Tag: architecture



Eugene J. Mackey III, founder of Mackey Mitchell Architects, died Sunday, November 27, after a long battle with cancer. He was 77.

“Gene was one of our most accomplished and dedicated alumni, serving as an ambassador for architecture and an advisor for the School and the University,” said Carmon Colangelo, the Ralph J. Nagel Dean of the Sam Fox School of Design & Visual Arts. “His contributions are profound and lasting, they will resonate as part of the great legacy of the school.”

mackey_550The son of a prominent St. Louis architect, Mackey earned two degrees from Washington University: a Bachelor of Science in Architectural Sciences, in 1960, and a Bachelor of Architecture, in 1962. The following year, he earned a master’s degree from the Harvard Graduate School of Design and in 1966 won Washington University’s James Harrison Steedman Memorial Fellowship in Architecture for study abroad in Europe.

Back in St. Louis, Mackey worked with Murphy & Mackey, a firm founded by his father, Eugene Mackey Jr., and Joseph D. Murphy. (Its projects included Washington University’s Olin Library).
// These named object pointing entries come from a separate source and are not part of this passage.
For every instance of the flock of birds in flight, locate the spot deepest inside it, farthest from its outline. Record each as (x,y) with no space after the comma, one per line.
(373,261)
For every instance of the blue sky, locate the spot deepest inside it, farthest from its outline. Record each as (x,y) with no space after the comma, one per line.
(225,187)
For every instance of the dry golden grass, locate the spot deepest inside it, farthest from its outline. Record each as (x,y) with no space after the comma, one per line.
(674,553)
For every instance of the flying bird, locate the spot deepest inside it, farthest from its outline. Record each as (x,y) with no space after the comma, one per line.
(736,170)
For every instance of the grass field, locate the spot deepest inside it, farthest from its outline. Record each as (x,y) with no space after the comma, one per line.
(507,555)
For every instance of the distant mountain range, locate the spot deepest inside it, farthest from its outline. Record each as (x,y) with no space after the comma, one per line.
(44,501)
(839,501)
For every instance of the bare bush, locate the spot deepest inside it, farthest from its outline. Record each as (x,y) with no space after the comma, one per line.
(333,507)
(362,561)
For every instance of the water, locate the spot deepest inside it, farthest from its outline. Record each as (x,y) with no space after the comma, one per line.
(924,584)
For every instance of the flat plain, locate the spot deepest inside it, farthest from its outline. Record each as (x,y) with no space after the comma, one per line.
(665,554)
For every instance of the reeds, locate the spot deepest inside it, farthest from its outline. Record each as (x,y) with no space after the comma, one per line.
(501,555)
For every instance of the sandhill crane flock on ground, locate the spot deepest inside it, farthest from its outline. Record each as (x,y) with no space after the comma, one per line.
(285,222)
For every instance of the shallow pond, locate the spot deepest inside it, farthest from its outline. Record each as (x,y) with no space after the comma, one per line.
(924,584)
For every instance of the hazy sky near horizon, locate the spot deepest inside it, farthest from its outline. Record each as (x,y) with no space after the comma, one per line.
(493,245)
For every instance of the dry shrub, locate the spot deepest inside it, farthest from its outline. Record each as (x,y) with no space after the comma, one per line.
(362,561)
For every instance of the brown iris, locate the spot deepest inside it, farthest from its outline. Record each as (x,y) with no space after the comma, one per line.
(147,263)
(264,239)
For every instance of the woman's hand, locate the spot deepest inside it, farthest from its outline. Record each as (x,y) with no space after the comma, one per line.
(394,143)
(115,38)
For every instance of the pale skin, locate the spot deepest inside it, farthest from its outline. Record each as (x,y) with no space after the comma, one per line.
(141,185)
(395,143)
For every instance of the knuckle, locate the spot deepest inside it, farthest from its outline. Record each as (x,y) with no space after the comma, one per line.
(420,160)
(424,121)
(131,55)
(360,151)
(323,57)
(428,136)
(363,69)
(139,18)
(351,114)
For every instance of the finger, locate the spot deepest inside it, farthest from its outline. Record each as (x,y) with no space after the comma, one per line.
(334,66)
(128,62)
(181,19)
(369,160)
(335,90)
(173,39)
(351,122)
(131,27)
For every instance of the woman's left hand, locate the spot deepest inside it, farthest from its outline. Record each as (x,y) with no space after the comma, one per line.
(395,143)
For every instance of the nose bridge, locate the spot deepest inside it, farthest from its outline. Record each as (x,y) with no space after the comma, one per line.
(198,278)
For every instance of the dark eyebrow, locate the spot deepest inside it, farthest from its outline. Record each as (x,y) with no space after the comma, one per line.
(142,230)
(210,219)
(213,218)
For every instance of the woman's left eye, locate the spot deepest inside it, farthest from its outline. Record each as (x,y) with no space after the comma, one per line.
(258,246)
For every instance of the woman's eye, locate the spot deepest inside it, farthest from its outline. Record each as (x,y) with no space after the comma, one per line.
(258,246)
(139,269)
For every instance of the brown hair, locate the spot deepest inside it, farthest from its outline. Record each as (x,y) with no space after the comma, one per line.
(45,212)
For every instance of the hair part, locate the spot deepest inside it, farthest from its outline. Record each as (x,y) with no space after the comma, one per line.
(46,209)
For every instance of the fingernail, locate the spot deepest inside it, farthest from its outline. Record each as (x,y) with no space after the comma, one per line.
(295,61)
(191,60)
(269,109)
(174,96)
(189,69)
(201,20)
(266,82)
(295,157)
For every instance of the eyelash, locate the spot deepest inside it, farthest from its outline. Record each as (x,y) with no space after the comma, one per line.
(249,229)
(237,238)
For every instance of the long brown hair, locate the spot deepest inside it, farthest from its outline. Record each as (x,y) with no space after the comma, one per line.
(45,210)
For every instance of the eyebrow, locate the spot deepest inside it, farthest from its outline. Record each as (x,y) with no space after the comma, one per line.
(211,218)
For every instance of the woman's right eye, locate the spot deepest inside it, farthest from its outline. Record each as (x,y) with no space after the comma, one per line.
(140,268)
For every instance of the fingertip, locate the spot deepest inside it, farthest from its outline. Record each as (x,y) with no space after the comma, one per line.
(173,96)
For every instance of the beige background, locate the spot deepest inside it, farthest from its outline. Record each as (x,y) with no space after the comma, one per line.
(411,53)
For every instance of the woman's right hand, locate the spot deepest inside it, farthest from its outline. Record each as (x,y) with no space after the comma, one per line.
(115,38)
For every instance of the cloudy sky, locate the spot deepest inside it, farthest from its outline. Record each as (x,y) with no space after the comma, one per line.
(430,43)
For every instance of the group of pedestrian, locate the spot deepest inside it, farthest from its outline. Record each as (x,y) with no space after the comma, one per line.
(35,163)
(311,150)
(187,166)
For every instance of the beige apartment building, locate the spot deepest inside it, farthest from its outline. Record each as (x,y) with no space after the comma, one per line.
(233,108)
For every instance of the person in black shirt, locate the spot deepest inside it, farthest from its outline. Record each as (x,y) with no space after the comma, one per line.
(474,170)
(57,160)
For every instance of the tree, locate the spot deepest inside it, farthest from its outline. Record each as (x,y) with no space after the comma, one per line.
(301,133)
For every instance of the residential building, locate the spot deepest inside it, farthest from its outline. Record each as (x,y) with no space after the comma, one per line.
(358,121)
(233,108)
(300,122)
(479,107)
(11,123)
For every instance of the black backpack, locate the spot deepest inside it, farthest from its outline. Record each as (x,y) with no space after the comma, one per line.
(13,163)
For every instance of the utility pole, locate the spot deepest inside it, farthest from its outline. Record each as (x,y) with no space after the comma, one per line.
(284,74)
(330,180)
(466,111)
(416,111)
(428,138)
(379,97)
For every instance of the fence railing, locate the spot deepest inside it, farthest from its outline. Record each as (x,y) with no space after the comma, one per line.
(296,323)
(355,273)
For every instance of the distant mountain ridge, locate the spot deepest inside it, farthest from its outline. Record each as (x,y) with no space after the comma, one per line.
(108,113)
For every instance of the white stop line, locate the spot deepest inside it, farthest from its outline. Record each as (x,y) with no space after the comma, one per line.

But following his father’s untimely death, in 1968, the younger Mackey opened his own one-man office on the 19th floor of the Railway Exchange Building downtown.

“I’m not sure how I found that space,” he later quipped, “but I knew that I wanted to be inspired by a view of the river, and we had a great one.”

Early projects included the Ellisville City Hall and the restoration of the Pershing/DeBaliviere neighborhood as well as major renovations of the Lammert Building, Hotel Majestic, Park Plaza, the Post Office Annex, and the Union Station Office Complex.

Other significant projects included the Gateway Mall Urban Design Study, the St. Louis College of Pharmacy, the Central Institute for the Deaf, Christian Brothers College High School, Saint Louis University’s Chaifetz Arena, renovation of the Missouri Botanical Garden’s Spink Pavilion, and the LEED Platinum Alberici Corporate Headquarters building.

As the firm grew, Mackey earned a national reputation as a leader in contextual architecture, creating works that reflect a strong sense of place while demonstrating genuine concern for the traditions and character of their surroundings.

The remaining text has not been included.